Thursday 11 June 2015

365 DAYS DEVOTIONAL READING PLAN - Day 46

Love Without Bias
Acts 10:6 - 16

The man wept as he told how his mother had treated each of her children in an equally rotten manner. One after another, she had driven her children away. They had moved to other places just to escape her tirades about their tragic worthlessness. Even now, when her children return to celebrate her birthday or some other holiday, the mother only adds to their guilt by caustically reminding each about how they have abandoned her.

I admire this man and the way that he, in Christian faith, has chosen to remain close to his mother. He cares for her because she is his mother and because there is no one else left that she has not sadistically forced away with lacerating venom.

Like that cruel mother, judgment and prejudice often influence how we view others. We see it in Peter. Years of social training had identified the “OK” people and the “not OK” people, similar to how religious instruction shaped his views about animals for sacrifices. For Peter, some people were acceptable, some tolerable, some to be avoided altogether.

In situations where prejudice pulls our noses into the air and causes us, like my friend’s mother, to become equal opportunity disdainers, that intolerance bites and hurts and destroys.
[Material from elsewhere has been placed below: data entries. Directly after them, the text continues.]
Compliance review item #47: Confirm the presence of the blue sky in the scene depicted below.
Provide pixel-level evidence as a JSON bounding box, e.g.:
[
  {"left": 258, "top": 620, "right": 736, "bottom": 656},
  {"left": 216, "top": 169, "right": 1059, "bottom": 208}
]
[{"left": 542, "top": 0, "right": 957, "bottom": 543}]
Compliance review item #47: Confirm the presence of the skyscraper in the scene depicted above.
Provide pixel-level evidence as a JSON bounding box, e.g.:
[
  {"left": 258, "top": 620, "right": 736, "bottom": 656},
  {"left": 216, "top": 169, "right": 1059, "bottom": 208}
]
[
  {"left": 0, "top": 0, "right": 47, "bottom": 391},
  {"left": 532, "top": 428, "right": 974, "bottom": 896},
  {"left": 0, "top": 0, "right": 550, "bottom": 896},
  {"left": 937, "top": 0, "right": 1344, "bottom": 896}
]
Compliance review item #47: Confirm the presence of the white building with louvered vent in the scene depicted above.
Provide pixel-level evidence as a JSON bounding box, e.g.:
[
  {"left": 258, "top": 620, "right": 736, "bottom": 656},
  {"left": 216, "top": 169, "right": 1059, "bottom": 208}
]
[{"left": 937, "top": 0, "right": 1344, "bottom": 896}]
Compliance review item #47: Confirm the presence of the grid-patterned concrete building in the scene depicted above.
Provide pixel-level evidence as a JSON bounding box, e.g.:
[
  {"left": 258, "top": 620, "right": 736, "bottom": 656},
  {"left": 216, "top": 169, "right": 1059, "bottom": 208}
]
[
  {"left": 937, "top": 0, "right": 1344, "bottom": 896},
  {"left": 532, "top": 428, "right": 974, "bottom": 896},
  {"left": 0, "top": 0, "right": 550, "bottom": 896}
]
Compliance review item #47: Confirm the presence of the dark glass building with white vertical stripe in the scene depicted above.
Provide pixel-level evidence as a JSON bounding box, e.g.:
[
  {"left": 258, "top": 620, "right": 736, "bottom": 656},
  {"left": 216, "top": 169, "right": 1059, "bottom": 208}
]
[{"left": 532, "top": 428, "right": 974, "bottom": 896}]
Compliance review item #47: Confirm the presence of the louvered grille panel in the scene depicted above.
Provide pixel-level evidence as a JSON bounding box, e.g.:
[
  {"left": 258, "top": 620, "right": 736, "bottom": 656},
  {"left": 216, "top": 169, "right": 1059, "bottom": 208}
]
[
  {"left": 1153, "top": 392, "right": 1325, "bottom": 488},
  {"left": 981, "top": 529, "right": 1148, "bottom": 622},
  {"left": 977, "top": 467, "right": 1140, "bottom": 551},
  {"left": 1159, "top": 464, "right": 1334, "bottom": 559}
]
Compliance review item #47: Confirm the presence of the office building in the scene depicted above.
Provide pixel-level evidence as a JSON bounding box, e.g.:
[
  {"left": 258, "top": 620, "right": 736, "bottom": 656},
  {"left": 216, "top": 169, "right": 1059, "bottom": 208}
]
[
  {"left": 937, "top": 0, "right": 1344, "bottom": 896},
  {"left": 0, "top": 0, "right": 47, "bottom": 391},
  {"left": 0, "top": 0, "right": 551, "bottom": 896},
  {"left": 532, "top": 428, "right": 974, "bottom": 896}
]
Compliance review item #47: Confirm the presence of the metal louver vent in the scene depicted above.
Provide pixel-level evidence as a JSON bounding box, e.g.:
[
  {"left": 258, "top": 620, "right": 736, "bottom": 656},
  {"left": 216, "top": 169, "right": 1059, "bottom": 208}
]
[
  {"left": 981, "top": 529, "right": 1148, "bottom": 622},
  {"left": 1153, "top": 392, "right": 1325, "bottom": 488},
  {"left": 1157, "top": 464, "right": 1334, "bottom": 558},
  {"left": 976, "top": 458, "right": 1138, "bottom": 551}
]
But that can be counteracted with another form of prejudice: the discrimination of love, which chooses to care even when social convention says otherwise.

This is the lesson God taught Peter that day in Joppa when he showed Peter a large sheet containing all kinds of animals, reptiles and birds and ordered him to kill and eat them. When Peter objected, saying he had never eaten anything impure or unclean, God told him not to call anything impure that God had made clean. This vision was an object lesson to show Peter that the Good News of Christ’s sacrificial love is for all people, whether Jew or Gentile. This was a revelation to Peter, who had been taught to distance himself from non-Jews.
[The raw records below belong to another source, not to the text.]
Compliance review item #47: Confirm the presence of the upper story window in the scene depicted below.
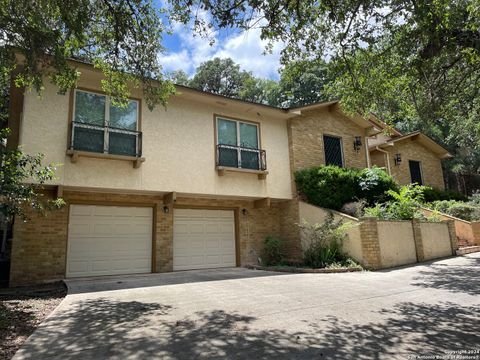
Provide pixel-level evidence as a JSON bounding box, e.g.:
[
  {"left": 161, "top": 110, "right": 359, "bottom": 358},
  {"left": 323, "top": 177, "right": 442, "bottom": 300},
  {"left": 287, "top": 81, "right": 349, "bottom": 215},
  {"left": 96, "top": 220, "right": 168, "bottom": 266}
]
[
  {"left": 70, "top": 90, "right": 141, "bottom": 157},
  {"left": 323, "top": 135, "right": 344, "bottom": 167},
  {"left": 215, "top": 117, "right": 266, "bottom": 170}
]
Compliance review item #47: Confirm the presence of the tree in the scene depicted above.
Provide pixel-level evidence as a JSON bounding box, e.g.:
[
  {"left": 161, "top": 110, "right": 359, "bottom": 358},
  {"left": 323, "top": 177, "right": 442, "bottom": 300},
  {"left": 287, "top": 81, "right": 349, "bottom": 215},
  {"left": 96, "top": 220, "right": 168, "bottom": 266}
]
[
  {"left": 239, "top": 76, "right": 281, "bottom": 106},
  {"left": 167, "top": 70, "right": 190, "bottom": 86},
  {"left": 189, "top": 58, "right": 252, "bottom": 98},
  {"left": 0, "top": 129, "right": 65, "bottom": 258},
  {"left": 279, "top": 60, "right": 331, "bottom": 107},
  {"left": 0, "top": 0, "right": 174, "bottom": 108},
  {"left": 171, "top": 0, "right": 480, "bottom": 179}
]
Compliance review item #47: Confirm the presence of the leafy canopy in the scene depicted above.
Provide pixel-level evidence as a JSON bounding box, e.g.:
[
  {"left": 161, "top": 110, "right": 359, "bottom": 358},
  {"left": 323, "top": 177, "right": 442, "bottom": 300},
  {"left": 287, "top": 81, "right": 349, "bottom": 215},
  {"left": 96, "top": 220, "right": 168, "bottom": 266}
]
[
  {"left": 0, "top": 0, "right": 174, "bottom": 108},
  {"left": 170, "top": 0, "right": 480, "bottom": 173}
]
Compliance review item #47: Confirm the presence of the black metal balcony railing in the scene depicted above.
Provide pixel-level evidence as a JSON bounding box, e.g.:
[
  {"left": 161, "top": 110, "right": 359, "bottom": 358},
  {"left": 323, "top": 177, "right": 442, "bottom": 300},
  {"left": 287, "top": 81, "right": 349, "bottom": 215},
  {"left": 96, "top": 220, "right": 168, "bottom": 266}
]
[
  {"left": 70, "top": 121, "right": 142, "bottom": 157},
  {"left": 217, "top": 144, "right": 267, "bottom": 171}
]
Although this passage is a wonderful story of equality, it also teaches us that sometimes there is a good side to discrimination. The beauty of family life is found precisely in its inequalities. In a family we learn that persons are to be loved uniquely, not equally. A wife does not love her husband because he is just one of the crowd that hangs around, but because he is uniquely her spouse. Nor does a father treat one child the same as another child. True love discriminates.
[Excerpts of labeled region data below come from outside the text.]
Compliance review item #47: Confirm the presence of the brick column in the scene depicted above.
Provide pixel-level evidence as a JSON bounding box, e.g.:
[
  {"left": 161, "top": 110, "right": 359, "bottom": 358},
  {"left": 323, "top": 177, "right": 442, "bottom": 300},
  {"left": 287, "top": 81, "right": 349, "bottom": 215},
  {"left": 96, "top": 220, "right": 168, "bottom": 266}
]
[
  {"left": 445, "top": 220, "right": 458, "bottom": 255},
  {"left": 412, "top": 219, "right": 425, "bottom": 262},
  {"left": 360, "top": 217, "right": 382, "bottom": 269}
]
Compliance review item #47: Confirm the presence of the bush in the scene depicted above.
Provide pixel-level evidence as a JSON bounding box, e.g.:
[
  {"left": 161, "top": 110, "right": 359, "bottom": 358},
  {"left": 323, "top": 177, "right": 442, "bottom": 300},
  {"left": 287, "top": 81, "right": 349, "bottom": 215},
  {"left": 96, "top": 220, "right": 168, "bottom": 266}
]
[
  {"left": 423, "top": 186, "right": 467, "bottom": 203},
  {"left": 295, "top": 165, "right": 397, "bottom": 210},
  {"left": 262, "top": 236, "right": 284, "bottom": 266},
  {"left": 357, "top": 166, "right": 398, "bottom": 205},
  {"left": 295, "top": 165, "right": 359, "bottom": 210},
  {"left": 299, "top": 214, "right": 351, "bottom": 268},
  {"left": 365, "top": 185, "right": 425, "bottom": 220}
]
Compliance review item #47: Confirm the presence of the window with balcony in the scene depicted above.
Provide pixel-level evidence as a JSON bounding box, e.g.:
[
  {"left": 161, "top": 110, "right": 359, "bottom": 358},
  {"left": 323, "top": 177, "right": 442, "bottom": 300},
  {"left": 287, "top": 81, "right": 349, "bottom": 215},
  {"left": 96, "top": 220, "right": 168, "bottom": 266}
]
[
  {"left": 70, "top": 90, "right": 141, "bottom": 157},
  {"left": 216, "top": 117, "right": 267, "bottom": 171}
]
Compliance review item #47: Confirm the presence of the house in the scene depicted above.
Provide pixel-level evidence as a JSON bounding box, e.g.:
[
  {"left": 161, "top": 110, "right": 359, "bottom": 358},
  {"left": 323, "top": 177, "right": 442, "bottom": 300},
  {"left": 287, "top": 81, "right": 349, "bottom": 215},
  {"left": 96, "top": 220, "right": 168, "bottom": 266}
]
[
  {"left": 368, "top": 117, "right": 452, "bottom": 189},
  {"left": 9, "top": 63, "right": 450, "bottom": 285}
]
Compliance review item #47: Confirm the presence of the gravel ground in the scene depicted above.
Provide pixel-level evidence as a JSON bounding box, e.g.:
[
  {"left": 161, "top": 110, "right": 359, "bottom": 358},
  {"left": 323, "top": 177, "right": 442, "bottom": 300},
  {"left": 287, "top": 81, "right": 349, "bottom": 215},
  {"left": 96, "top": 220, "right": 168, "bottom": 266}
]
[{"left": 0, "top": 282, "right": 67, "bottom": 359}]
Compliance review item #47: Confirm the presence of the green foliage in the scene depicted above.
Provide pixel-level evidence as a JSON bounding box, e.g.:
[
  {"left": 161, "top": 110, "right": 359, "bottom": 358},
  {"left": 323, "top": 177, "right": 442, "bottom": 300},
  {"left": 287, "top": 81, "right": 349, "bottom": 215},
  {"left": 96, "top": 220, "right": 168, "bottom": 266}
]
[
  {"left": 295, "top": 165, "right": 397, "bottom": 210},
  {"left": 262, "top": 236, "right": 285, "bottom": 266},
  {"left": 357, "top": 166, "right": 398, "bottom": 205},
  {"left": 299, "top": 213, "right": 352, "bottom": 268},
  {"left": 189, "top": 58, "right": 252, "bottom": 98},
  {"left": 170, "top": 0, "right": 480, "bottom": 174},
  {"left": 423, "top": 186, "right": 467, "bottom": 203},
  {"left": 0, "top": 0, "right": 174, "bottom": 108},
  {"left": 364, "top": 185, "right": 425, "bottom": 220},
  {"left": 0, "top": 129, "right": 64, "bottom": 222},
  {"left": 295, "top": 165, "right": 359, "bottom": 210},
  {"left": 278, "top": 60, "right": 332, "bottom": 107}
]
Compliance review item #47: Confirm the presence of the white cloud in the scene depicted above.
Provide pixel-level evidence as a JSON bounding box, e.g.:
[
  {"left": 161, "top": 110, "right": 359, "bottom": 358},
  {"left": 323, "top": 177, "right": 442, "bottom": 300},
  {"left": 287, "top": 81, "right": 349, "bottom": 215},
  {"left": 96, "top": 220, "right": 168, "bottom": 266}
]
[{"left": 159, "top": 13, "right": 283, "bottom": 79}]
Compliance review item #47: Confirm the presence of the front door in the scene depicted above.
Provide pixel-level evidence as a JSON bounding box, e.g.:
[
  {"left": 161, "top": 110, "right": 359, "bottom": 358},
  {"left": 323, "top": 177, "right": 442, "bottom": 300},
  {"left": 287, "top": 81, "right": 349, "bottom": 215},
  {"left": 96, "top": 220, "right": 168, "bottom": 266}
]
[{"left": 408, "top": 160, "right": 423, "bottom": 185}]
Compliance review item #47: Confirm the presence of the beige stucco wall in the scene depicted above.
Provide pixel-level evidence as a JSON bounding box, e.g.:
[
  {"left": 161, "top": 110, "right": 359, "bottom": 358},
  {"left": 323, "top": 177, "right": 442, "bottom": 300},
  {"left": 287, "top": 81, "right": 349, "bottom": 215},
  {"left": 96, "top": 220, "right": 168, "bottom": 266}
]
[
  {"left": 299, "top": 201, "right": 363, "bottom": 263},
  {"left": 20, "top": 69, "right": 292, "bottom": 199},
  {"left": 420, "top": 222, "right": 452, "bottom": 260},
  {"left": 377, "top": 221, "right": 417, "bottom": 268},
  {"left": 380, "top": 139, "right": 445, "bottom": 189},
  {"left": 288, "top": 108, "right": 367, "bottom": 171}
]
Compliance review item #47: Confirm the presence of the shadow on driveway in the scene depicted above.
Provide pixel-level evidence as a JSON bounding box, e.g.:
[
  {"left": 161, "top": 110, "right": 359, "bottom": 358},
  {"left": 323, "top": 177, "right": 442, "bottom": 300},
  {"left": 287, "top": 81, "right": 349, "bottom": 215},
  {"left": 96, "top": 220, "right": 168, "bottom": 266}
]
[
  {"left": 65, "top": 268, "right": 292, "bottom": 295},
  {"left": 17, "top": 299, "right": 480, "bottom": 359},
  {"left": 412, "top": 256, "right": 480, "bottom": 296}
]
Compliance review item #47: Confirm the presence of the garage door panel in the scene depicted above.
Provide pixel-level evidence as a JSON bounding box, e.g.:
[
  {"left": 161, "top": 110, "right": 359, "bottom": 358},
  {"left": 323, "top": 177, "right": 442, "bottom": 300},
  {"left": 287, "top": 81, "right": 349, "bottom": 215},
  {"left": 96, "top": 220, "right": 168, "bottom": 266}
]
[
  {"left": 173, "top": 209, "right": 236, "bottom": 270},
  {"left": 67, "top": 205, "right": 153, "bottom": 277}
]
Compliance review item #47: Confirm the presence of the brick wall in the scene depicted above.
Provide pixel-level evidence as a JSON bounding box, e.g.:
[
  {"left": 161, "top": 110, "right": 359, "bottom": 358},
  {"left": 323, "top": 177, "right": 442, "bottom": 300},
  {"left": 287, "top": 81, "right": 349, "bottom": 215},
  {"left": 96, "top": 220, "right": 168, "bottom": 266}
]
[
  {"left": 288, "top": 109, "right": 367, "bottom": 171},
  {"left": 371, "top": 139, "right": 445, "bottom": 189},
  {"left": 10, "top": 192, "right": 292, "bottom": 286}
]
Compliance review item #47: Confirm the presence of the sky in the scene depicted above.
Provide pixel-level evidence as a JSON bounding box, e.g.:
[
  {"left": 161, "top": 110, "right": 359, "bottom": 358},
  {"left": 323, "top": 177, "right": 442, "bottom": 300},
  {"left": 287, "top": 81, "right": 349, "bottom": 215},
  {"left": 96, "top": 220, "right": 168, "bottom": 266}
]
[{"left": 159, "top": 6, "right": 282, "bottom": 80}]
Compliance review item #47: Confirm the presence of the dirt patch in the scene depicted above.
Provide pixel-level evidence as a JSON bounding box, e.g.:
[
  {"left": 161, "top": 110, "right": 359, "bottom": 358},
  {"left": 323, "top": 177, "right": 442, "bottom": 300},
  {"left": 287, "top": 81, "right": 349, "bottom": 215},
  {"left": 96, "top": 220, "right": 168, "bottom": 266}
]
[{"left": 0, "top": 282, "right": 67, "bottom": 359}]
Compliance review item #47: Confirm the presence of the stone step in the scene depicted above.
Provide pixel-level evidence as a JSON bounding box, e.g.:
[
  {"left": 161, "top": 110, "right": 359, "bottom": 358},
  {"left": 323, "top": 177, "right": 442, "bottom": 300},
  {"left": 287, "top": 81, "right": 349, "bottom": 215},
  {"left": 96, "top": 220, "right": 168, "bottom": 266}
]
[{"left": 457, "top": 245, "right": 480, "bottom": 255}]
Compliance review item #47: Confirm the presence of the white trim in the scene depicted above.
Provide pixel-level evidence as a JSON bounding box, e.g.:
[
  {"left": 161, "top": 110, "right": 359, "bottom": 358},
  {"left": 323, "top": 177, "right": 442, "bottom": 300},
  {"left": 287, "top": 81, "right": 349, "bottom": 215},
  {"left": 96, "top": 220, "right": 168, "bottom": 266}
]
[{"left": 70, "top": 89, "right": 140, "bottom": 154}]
Parents who try to love all of their children in exactly the same way become frustrated to the point of incompetence. It is in the family that we learn to esteem each person greatly, not because each is a cloned pea in a pod, but because each is unique and different. It’s the same in marriage; we learn to love each other uniquely, rejoicing in our differences and learning how those differences can enrich and enlarge our relationship.